Il 19 settembre scorso, il Comune di Ravenna ha ordinato la sospensione di ogni attività della casa famiglia posta in via Zagarelli alle Mura, dove sei giorni prima era esplosa la vicenda dei maltrattamenti subiti dagli anziani ospitati, soprattutto da una donna di 94 anni. La motivazione del provvedimento attiene alla mancata comunicazione al Comune dell’inizio attività entro i 60 giorni consentiti dalla legge regionale, inizio avvenuto in realtà cinque mesi prima. In sostanza, la casa famiglia è stata sospesa non per gli abusi compiuti, competenza della magistratura penale, ma perché essa stessa abusiva.
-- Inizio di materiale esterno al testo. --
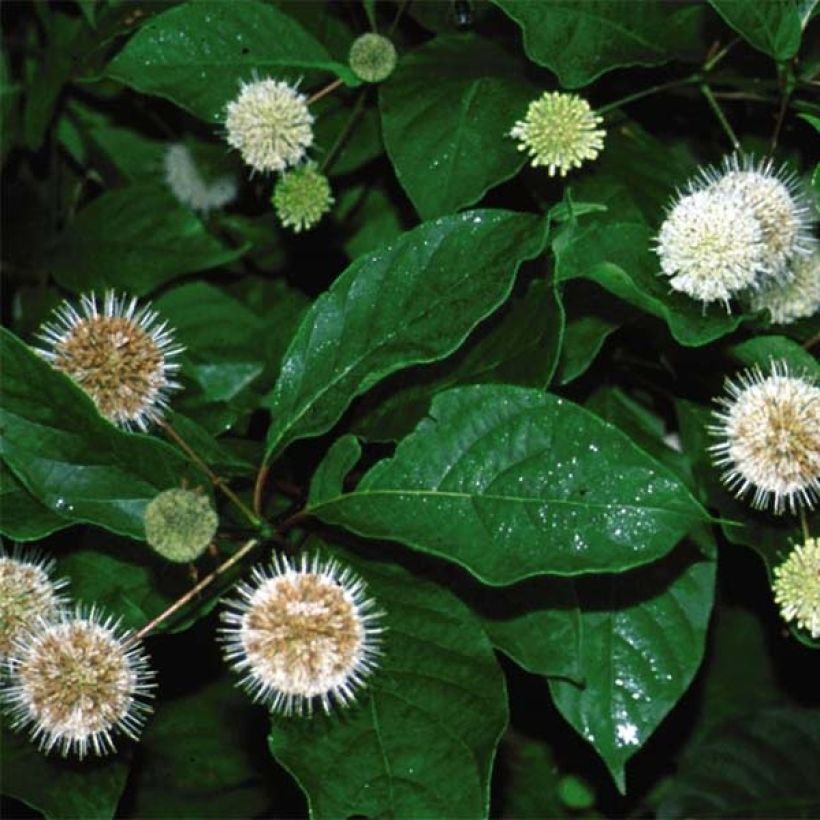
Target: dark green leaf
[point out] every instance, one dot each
(644, 635)
(61, 789)
(203, 756)
(422, 739)
(518, 345)
(198, 54)
(135, 239)
(446, 115)
(70, 458)
(413, 301)
(773, 27)
(579, 41)
(22, 516)
(511, 483)
(764, 764)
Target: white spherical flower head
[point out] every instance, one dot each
(797, 587)
(28, 592)
(796, 298)
(270, 125)
(76, 682)
(769, 438)
(189, 187)
(560, 132)
(779, 204)
(302, 634)
(121, 355)
(711, 246)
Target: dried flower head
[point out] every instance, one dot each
(711, 246)
(781, 208)
(302, 634)
(27, 592)
(769, 438)
(795, 298)
(559, 131)
(189, 187)
(180, 524)
(270, 125)
(797, 587)
(75, 682)
(302, 197)
(120, 355)
(372, 57)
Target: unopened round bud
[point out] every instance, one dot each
(372, 58)
(179, 524)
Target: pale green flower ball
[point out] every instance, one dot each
(180, 524)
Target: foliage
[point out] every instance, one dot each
(468, 383)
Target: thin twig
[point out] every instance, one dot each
(194, 591)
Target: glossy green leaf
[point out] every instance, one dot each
(511, 483)
(773, 27)
(446, 116)
(581, 39)
(134, 239)
(198, 54)
(763, 764)
(203, 756)
(421, 740)
(61, 789)
(410, 302)
(644, 636)
(518, 345)
(71, 459)
(22, 516)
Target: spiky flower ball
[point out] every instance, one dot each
(711, 246)
(797, 297)
(121, 355)
(560, 132)
(776, 198)
(302, 633)
(372, 57)
(188, 185)
(270, 125)
(797, 587)
(302, 197)
(180, 524)
(75, 683)
(28, 592)
(768, 428)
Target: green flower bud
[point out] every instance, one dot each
(372, 58)
(179, 524)
(302, 197)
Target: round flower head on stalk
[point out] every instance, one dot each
(372, 57)
(121, 355)
(781, 208)
(797, 587)
(302, 633)
(560, 132)
(28, 592)
(711, 246)
(270, 125)
(302, 197)
(769, 438)
(187, 184)
(180, 524)
(796, 298)
(76, 682)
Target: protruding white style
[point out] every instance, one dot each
(768, 430)
(270, 125)
(302, 633)
(122, 356)
(75, 683)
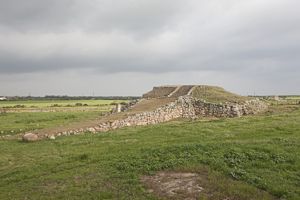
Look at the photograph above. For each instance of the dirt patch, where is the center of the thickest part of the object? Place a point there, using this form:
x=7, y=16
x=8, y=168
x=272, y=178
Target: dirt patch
x=174, y=185
x=201, y=183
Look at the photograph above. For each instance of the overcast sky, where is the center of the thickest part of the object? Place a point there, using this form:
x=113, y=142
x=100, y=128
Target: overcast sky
x=125, y=47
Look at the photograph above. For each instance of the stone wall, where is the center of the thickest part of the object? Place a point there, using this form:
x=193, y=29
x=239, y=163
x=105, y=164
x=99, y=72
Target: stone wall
x=184, y=107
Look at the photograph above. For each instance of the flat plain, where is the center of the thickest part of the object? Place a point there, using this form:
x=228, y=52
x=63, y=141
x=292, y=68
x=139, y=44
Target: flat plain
x=252, y=157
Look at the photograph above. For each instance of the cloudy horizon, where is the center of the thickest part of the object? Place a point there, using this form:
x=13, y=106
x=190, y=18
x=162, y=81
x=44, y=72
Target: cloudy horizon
x=125, y=47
COMPETENZE DELLA POLIZIA DI QUARTIERE
Questo nuovo caso ha aperto il fronte, finora inimmaginabile, delle case famiglia clandestine, perciò sottratte ai necessari controlli dell’amministrazione comunale, per quanto finora scarsi e inconcludenti. Ma non può essere che degli esercizi pubblici quali sono le case famiglia, classificate come imprese alberghiere, operino per mesi e mesi all’insaputa del Comune. L’intero territorio dovrebbe essere infatti presidiato dalla Polizia municipale con la propria Polizia di quartiere. Dovendo essa, per definizione, garantire un punto di contatto con la cittadinanza, attraverso il controllo capillare del territorio, la compongono 77 agenti, di cui 8 direttivi,sui 200 dell’intero corpo, esclusi quelli estivi.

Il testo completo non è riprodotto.